「『プラウド・ヴァレー』と人種を超えた連帯の夢ーーポール・ロブスンとウェールズ労働運動」

中央大学人文科学研究所編『ローカリティのダイナミズム』(中央大学出版部, 2024収録)

合衆国の歌手ポール·ロブスンと、英国とくにウェールズ地方の労働運動(炭鉱労働者の運動)の連携、両者の関係性から生まれた映画『プラウド·ヴァレー』(1940)について書きました。
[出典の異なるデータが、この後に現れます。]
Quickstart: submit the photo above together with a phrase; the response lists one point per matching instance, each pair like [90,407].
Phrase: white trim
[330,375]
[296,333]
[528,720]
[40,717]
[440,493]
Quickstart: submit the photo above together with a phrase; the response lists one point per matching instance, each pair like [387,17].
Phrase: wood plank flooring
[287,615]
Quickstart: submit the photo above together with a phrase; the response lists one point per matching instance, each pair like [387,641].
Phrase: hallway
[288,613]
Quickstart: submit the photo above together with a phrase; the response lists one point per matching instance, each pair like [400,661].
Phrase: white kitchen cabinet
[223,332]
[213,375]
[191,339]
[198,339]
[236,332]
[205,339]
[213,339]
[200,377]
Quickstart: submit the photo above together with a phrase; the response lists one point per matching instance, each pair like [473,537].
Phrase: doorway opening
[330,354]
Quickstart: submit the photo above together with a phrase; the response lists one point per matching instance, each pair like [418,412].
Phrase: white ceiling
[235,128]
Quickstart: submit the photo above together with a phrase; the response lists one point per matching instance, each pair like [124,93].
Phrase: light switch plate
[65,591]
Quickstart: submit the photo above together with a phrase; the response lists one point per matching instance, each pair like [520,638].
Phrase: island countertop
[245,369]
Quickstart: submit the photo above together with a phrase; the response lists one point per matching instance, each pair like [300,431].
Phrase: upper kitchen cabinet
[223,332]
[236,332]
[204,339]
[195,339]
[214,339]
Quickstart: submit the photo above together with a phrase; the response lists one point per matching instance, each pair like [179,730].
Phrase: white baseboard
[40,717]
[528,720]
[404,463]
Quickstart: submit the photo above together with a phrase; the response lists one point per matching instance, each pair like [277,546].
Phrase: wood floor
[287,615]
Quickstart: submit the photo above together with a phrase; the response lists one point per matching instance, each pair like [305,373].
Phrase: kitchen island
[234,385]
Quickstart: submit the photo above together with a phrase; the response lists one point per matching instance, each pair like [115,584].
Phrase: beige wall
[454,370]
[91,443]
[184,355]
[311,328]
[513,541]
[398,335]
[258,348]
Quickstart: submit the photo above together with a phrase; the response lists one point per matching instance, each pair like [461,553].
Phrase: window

英国滞在時代のポール·ロブスンの動きについては、以前にも文章を書いたことがありますが、とても興味深いです。

【本論文からの引用】「階級問題を扱った作品に人種の視点をもち込むという本作のアプローチは、二〇年代から三〇年代の国際共産主義運動の動向、とくに共産主義インターナショナル(コミンテルン)が黒人解放運動を継続的に支援していたことを踏襲していると考えられる。また、仕事を探しながら世界を移動している男というデイヴィッド·ゴライアス役の設定は、石炭の輸出港であるカーディフに、船舶や港湾での働き口を求めて、カリブやアフリカの植民地諸国を含む、世界中から黒人労働者が集まっていた事実を下敷きにしている。後述するように、当時、コミンテルンと連携して活動していた黒人解放運動家や、反帝国·反植民地主義を訴えるパン·アフリカ主義者は、まさにデイヴィッドのような移動労働者たちを組合に勧誘して、世界の黒人労働者を組織することを目指していた。」